Lastly, and perhaps the most significant of our nation’s decision making, “Too little moral reference.” When gut feelings take the place of a moral reference, the people and the nation live in moral relativity.
We live in darkness.
So, what do I know about politics and what should I tell you about politics?
Very little. Not only do I not know how to balance the federal budget but I also know that what I used to be sure of I have later changed my mind.
But I do know that torturing people is wrong. I don’t care how esoteric the legal arguments are; I know that torturing people is morally wrong.
I do not know how to solve the illegal immigration problem, but I do know that to stand by and not help while people are dying is wrong.

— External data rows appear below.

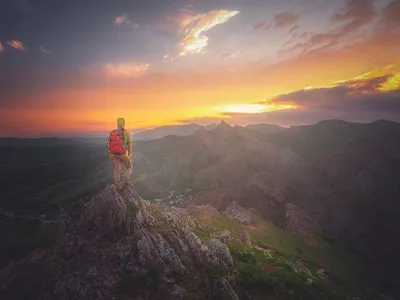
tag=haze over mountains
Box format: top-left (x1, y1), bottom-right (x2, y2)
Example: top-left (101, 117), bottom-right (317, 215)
top-left (1, 119), bottom-right (400, 297)
top-left (130, 119), bottom-right (400, 294)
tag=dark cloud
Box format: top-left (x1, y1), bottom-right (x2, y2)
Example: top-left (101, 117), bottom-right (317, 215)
top-left (288, 24), bottom-right (299, 35)
top-left (379, 0), bottom-right (400, 30)
top-left (281, 0), bottom-right (376, 54)
top-left (267, 73), bottom-right (400, 113)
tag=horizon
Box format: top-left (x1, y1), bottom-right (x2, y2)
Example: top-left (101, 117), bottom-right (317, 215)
top-left (1, 0), bottom-right (399, 137)
top-left (0, 118), bottom-right (397, 139)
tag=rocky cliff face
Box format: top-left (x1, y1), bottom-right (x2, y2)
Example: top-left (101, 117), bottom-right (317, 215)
top-left (0, 184), bottom-right (239, 300)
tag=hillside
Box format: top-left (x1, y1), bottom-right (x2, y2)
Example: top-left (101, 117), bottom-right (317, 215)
top-left (0, 184), bottom-right (386, 300)
top-left (2, 119), bottom-right (400, 298)
top-left (130, 119), bottom-right (400, 296)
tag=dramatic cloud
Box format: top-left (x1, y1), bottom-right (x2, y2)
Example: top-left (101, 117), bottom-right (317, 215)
top-left (0, 41), bottom-right (4, 52)
top-left (177, 9), bottom-right (240, 57)
top-left (115, 14), bottom-right (129, 25)
top-left (254, 12), bottom-right (299, 30)
top-left (265, 67), bottom-right (400, 113)
top-left (6, 40), bottom-right (25, 50)
top-left (103, 62), bottom-right (150, 78)
top-left (282, 0), bottom-right (376, 54)
top-left (39, 46), bottom-right (50, 54)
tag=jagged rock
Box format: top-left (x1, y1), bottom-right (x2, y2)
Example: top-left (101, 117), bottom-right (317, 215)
top-left (183, 229), bottom-right (207, 264)
top-left (317, 268), bottom-right (328, 281)
top-left (170, 284), bottom-right (189, 299)
top-left (80, 184), bottom-right (131, 235)
top-left (212, 278), bottom-right (240, 300)
top-left (151, 233), bottom-right (186, 275)
top-left (224, 202), bottom-right (251, 226)
top-left (289, 260), bottom-right (315, 279)
top-left (0, 184), bottom-right (242, 300)
top-left (212, 230), bottom-right (231, 243)
top-left (239, 230), bottom-right (252, 247)
top-left (285, 203), bottom-right (318, 240)
top-left (205, 239), bottom-right (234, 269)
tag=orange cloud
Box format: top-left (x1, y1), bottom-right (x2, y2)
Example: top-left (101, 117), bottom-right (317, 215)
top-left (7, 40), bottom-right (25, 50)
top-left (264, 65), bottom-right (400, 112)
top-left (0, 41), bottom-right (4, 52)
top-left (177, 9), bottom-right (240, 57)
top-left (103, 62), bottom-right (150, 78)
top-left (115, 14), bottom-right (129, 25)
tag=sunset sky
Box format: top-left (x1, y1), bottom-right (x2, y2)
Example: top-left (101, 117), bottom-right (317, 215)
top-left (0, 0), bottom-right (399, 136)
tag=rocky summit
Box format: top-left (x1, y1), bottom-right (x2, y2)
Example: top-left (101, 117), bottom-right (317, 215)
top-left (0, 184), bottom-right (391, 300)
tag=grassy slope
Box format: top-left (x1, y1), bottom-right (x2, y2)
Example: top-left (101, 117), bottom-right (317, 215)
top-left (193, 209), bottom-right (383, 300)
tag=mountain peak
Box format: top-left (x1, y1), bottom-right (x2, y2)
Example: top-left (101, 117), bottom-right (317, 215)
top-left (216, 120), bottom-right (232, 131)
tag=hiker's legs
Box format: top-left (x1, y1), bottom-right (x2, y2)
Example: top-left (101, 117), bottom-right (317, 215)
top-left (112, 157), bottom-right (122, 185)
top-left (121, 156), bottom-right (133, 184)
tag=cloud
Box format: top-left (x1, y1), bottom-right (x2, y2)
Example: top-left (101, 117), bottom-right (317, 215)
top-left (281, 0), bottom-right (376, 54)
top-left (253, 21), bottom-right (266, 31)
top-left (221, 51), bottom-right (239, 60)
top-left (288, 24), bottom-right (299, 35)
top-left (158, 9), bottom-right (195, 30)
top-left (264, 67), bottom-right (400, 113)
top-left (177, 9), bottom-right (240, 57)
top-left (0, 41), bottom-right (4, 52)
top-left (176, 68), bottom-right (400, 127)
top-left (39, 46), bottom-right (50, 54)
top-left (271, 12), bottom-right (300, 28)
top-left (115, 14), bottom-right (130, 25)
top-left (103, 62), bottom-right (150, 78)
top-left (255, 12), bottom-right (299, 30)
top-left (379, 0), bottom-right (400, 30)
top-left (6, 40), bottom-right (25, 50)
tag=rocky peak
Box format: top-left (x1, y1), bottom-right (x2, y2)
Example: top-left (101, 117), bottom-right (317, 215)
top-left (216, 120), bottom-right (232, 131)
top-left (0, 184), bottom-right (240, 300)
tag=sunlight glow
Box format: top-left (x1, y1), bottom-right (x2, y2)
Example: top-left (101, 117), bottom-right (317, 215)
top-left (214, 103), bottom-right (295, 114)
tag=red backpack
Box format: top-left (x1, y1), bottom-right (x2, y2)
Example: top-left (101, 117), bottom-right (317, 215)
top-left (108, 128), bottom-right (127, 155)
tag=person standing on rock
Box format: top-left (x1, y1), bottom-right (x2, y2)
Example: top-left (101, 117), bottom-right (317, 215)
top-left (107, 117), bottom-right (133, 188)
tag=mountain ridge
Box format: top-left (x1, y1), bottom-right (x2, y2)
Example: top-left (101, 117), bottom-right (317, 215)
top-left (0, 183), bottom-right (386, 300)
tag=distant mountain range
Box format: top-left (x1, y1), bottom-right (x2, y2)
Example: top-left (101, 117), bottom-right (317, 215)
top-left (132, 123), bottom-right (219, 141)
top-left (130, 119), bottom-right (400, 295)
top-left (23, 121), bottom-right (285, 141)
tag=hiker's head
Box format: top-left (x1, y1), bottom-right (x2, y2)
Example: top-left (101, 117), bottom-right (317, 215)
top-left (117, 117), bottom-right (125, 129)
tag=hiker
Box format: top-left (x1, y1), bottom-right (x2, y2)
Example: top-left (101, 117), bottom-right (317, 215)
top-left (107, 117), bottom-right (133, 187)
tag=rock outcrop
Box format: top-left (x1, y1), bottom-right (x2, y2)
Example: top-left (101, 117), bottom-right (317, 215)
top-left (0, 184), bottom-right (238, 300)
top-left (285, 203), bottom-right (318, 241)
top-left (224, 201), bottom-right (251, 226)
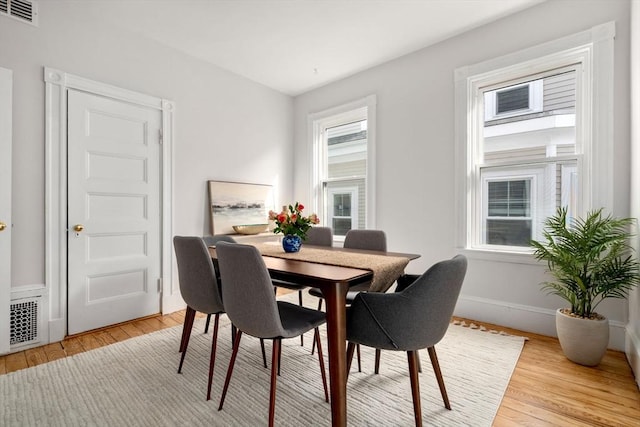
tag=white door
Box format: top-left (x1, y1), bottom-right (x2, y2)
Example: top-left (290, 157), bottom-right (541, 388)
top-left (67, 90), bottom-right (162, 335)
top-left (0, 67), bottom-right (12, 353)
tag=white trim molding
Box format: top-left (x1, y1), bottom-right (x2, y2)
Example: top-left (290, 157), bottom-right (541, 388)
top-left (629, 0), bottom-right (640, 386)
top-left (44, 67), bottom-right (176, 343)
top-left (455, 294), bottom-right (628, 351)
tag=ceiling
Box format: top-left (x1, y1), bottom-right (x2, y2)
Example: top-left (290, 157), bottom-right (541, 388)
top-left (75, 0), bottom-right (546, 96)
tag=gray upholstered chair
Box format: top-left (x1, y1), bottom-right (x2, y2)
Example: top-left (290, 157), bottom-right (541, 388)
top-left (345, 255), bottom-right (468, 427)
top-left (202, 234), bottom-right (237, 334)
top-left (215, 241), bottom-right (329, 427)
top-left (272, 226), bottom-right (332, 346)
top-left (173, 236), bottom-right (226, 401)
top-left (309, 229), bottom-right (387, 370)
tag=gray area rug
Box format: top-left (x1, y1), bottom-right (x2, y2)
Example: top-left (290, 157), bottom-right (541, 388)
top-left (1, 294), bottom-right (525, 426)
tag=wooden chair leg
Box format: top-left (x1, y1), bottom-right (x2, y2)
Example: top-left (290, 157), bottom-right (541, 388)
top-left (346, 342), bottom-right (356, 380)
top-left (427, 346), bottom-right (450, 410)
top-left (269, 338), bottom-right (281, 427)
top-left (204, 313), bottom-right (212, 334)
top-left (206, 313), bottom-right (220, 401)
top-left (179, 306), bottom-right (196, 353)
top-left (314, 328), bottom-right (329, 402)
top-left (357, 344), bottom-right (362, 372)
top-left (277, 339), bottom-right (282, 376)
top-left (178, 307), bottom-right (196, 372)
top-left (311, 298), bottom-right (323, 355)
top-left (407, 350), bottom-right (423, 427)
top-left (299, 291), bottom-right (304, 346)
top-left (218, 330), bottom-right (243, 411)
top-left (260, 338), bottom-right (267, 368)
top-left (374, 349), bottom-right (381, 374)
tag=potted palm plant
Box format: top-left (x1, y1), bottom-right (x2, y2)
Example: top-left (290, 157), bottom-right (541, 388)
top-left (531, 207), bottom-right (639, 366)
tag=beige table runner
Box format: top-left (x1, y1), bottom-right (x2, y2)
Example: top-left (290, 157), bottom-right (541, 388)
top-left (252, 242), bottom-right (410, 293)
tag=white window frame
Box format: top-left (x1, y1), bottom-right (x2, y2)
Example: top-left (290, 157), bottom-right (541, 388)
top-left (308, 95), bottom-right (376, 242)
top-left (454, 22), bottom-right (615, 262)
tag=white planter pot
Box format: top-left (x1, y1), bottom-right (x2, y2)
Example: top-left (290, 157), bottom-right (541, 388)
top-left (555, 308), bottom-right (609, 366)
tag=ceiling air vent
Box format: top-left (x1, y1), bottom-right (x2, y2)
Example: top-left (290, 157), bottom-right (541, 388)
top-left (0, 0), bottom-right (38, 26)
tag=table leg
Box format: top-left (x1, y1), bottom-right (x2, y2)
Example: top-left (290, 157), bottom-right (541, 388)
top-left (322, 282), bottom-right (348, 427)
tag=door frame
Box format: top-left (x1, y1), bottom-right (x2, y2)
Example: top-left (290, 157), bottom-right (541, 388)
top-left (0, 67), bottom-right (12, 354)
top-left (44, 67), bottom-right (178, 342)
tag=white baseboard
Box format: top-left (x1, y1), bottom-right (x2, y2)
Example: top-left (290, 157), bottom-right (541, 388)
top-left (455, 294), bottom-right (627, 351)
top-left (625, 328), bottom-right (640, 388)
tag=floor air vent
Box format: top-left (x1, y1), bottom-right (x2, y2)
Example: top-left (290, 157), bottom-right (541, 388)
top-left (10, 298), bottom-right (40, 345)
top-left (0, 0), bottom-right (38, 26)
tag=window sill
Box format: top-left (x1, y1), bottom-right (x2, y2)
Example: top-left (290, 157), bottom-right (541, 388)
top-left (459, 247), bottom-right (542, 265)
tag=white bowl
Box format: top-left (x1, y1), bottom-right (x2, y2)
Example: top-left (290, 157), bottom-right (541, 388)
top-left (232, 224), bottom-right (268, 235)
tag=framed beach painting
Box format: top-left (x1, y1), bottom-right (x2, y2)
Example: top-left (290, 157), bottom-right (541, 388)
top-left (208, 180), bottom-right (274, 235)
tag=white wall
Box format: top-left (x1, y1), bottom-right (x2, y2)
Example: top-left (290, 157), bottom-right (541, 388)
top-left (293, 0), bottom-right (634, 350)
top-left (628, 0), bottom-right (640, 385)
top-left (1, 5), bottom-right (292, 288)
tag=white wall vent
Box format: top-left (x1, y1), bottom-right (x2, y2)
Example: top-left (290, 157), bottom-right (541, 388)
top-left (10, 296), bottom-right (42, 347)
top-left (0, 0), bottom-right (38, 26)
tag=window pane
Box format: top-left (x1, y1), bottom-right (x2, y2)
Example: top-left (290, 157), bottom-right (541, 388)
top-left (333, 193), bottom-right (351, 216)
top-left (488, 180), bottom-right (530, 217)
top-left (486, 219), bottom-right (532, 246)
top-left (327, 120), bottom-right (367, 180)
top-left (332, 218), bottom-right (352, 236)
top-left (483, 70), bottom-right (577, 164)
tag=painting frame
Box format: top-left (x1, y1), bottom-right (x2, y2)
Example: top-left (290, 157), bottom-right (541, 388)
top-left (208, 180), bottom-right (275, 235)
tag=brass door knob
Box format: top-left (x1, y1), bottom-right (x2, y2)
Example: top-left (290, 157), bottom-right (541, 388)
top-left (0, 222), bottom-right (6, 231)
top-left (73, 224), bottom-right (84, 232)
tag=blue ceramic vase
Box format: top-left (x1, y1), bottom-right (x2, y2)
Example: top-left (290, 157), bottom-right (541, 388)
top-left (282, 235), bottom-right (302, 253)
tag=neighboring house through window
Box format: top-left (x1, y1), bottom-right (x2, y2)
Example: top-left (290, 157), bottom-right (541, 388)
top-left (455, 23), bottom-right (614, 256)
top-left (309, 96), bottom-right (376, 240)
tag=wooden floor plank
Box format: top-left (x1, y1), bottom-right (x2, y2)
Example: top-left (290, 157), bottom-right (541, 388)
top-left (119, 322), bottom-right (145, 338)
top-left (61, 336), bottom-right (87, 357)
top-left (42, 343), bottom-right (67, 362)
top-left (24, 346), bottom-right (48, 368)
top-left (104, 326), bottom-right (132, 343)
top-left (4, 351), bottom-right (28, 372)
top-left (0, 310), bottom-right (638, 426)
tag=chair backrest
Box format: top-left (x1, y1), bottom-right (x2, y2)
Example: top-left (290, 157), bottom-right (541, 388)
top-left (173, 236), bottom-right (225, 315)
top-left (344, 229), bottom-right (387, 252)
top-left (215, 242), bottom-right (286, 339)
top-left (348, 255), bottom-right (467, 351)
top-left (401, 255), bottom-right (467, 346)
top-left (305, 226), bottom-right (333, 246)
top-left (203, 234), bottom-right (237, 247)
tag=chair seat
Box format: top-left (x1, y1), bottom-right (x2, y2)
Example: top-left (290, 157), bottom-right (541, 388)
top-left (277, 301), bottom-right (326, 338)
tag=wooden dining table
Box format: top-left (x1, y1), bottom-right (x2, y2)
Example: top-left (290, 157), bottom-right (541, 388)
top-left (209, 243), bottom-right (419, 427)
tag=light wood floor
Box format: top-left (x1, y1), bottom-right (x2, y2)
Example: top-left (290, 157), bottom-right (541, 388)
top-left (1, 309), bottom-right (639, 426)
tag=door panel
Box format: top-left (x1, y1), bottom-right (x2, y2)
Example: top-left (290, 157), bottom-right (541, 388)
top-left (67, 90), bottom-right (161, 335)
top-left (0, 67), bottom-right (12, 354)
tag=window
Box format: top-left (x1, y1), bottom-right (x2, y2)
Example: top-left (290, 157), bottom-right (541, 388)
top-left (455, 23), bottom-right (615, 255)
top-left (309, 96), bottom-right (376, 240)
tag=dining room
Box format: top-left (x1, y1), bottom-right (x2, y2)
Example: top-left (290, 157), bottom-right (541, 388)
top-left (1, 0), bottom-right (640, 425)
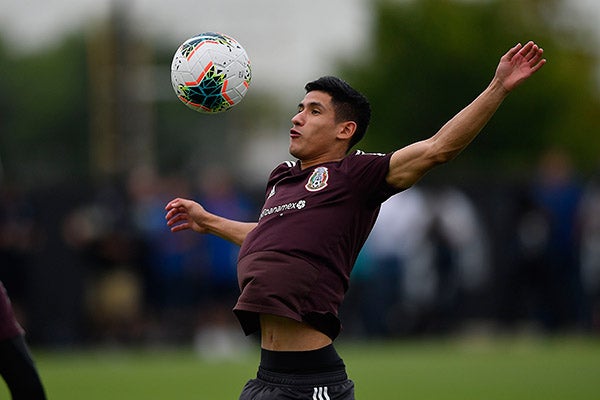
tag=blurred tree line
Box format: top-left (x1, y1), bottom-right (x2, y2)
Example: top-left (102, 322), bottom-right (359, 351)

I read that a minister was arrested recently because he left water bottles along the border so that those desperate enough to try to cross would not die for lack of water. I do not know and cannot comment on other factors of his arrest, but I do know that Jesus said, “In as much as you have done it to one of the forgotten and powerless people you have done it to me.” Not helping when you know people are dying is wrong.
I do not know how to solve the health care problems in our country, but I do know that it is immoral to allow 45,000 people a year, or 5 people an hour, to die because they do not have access to adequate health care.
In Joshua 24.15 we read, “But if serving the LORD seems undesirable to you, then choose for yourselves this day whom you will serve, whether the gods your forefathers served…or the gods…in whose land you are living. But as for me and my household, we will serve the LORD.”
Choose today and everyday whether you will serve the Lords who, “make a
desert and call it peace.” Or, choose the Lord who brings the captives
out of slavery and who brings good news to the poor and recovery of sight to the blind. Amen.